Greater transparency without the need for excessive regulation could happen, at least to a greater degree, if people even just changed a few sources, a few items, and then cut back on their consumption of anonymous, processed, convenience foods (and no, the multi-national agri-businesses won’t take that sitting down).   But it would go a long way toward greater transparency, trust, and safety in the our food.  
 
Farmer's markets and Community Supported Agriculture are two of the easiest ways to buy local and increase transparency.  Keeps the dollars local, too.  Buying direct from the farm is another option, but the inspection and regulation system is increasingly rigged for the big guys and against the small producer (big agri-business is actively working to suppress the "buy local" movement, making it harder still for small family farms to compete).  Even just choosing foods that have less processing, fewer “middlemen”, and less “travel miles” is a way to reduce anonymous foods, and increase transparency.  In arid Southern California, one of the hardest local foods to find is pastured meats and poultry because of the cost of land and irrigation.  Eat Wild is a great resource if you don’t yet know any local sources.

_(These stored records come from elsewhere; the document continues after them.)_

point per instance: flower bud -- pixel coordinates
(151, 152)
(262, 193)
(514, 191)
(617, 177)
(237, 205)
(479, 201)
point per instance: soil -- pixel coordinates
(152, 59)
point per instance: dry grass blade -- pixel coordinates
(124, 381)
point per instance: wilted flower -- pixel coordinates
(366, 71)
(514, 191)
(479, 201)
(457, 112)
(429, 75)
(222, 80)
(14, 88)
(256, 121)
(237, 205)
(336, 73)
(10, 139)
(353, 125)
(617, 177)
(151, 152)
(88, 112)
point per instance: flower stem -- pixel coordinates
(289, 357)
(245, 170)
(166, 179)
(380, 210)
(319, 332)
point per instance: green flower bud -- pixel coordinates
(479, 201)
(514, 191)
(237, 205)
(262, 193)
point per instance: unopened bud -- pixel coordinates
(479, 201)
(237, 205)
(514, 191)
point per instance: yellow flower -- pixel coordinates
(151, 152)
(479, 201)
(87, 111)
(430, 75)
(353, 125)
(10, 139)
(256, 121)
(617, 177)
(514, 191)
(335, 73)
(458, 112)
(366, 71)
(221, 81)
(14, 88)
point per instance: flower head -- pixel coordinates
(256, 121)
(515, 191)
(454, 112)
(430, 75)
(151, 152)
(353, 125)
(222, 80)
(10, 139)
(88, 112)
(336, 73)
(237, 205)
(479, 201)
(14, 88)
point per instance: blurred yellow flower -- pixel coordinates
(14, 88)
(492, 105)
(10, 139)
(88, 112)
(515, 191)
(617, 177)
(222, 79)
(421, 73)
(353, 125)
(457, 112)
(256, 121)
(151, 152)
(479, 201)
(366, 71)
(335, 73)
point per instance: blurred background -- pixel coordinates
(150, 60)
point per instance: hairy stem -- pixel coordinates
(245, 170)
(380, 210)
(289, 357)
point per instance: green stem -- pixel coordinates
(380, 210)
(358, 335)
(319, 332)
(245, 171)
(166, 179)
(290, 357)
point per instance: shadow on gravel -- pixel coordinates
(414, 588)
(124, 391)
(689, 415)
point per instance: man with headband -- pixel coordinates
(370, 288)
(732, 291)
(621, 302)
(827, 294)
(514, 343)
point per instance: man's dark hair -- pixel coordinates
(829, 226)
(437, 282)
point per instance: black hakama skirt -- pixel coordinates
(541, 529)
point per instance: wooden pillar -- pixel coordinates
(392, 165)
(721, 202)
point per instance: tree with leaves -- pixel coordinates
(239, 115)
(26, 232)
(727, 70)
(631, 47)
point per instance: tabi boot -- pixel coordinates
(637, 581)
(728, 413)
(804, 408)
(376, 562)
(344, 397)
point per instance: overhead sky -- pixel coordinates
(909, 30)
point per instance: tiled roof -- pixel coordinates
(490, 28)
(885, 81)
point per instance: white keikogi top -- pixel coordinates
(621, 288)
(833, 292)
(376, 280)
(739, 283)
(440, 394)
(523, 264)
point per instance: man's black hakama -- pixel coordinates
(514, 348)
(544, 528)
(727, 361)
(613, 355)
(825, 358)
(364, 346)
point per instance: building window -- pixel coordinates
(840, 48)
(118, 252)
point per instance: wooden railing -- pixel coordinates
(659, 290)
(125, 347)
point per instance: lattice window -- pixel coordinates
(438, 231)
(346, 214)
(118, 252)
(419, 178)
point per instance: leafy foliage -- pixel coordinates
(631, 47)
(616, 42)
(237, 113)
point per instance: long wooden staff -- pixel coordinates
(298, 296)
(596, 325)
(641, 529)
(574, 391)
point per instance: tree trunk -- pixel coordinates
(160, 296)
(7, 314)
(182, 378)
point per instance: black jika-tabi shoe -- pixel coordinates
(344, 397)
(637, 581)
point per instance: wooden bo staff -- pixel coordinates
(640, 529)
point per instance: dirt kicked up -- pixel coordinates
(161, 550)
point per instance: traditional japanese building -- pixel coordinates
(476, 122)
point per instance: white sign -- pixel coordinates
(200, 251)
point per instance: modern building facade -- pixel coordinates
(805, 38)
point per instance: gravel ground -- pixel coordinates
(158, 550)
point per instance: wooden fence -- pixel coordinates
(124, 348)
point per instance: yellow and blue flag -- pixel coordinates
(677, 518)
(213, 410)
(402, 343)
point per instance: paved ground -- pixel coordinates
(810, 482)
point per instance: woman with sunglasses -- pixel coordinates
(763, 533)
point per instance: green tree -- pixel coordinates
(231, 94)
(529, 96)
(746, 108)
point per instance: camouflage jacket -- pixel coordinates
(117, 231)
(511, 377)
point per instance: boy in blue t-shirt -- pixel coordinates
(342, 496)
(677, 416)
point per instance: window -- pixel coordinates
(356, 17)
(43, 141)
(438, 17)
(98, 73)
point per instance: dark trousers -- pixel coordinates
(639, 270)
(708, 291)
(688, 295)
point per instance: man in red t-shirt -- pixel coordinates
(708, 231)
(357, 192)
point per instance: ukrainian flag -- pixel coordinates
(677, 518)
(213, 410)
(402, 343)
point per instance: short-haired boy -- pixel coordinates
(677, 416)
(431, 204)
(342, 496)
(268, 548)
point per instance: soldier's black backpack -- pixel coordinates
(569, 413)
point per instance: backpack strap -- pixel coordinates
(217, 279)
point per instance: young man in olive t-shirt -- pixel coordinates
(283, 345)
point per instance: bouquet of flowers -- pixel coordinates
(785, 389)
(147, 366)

Even if it means buying meat shipped from a farmer half a state away, that is probably much more local and transparent than buying a 1 lb. chub of frozen ground beef at the closest grocery store.
 
The irony is that we know *so little* about our food and its production (with a few exceptional glimpses like the downer cattle & forklift videos that shock our senses and force us out of our "microwave & serve" stupor now and then), yet the multi-national corporations know *so much* about us, down to tiniest detail about how, where and why we spend our food budget dollars (even the "buying power" of infants); they see everything we do with the grocery store buyer's cards, the market focus groups, the Nielson ratings, the data mining from electronic payment transactions, etc.  That's very frightening, in a way that shorter and more transparent farm-to-table routes.  The sad news is that increasing regulations and inspections for all meat producers because of abuses from the big meat processing guys, are an unbearable and unreasonable burden on the small local producers.  It might not be long before we have no choices.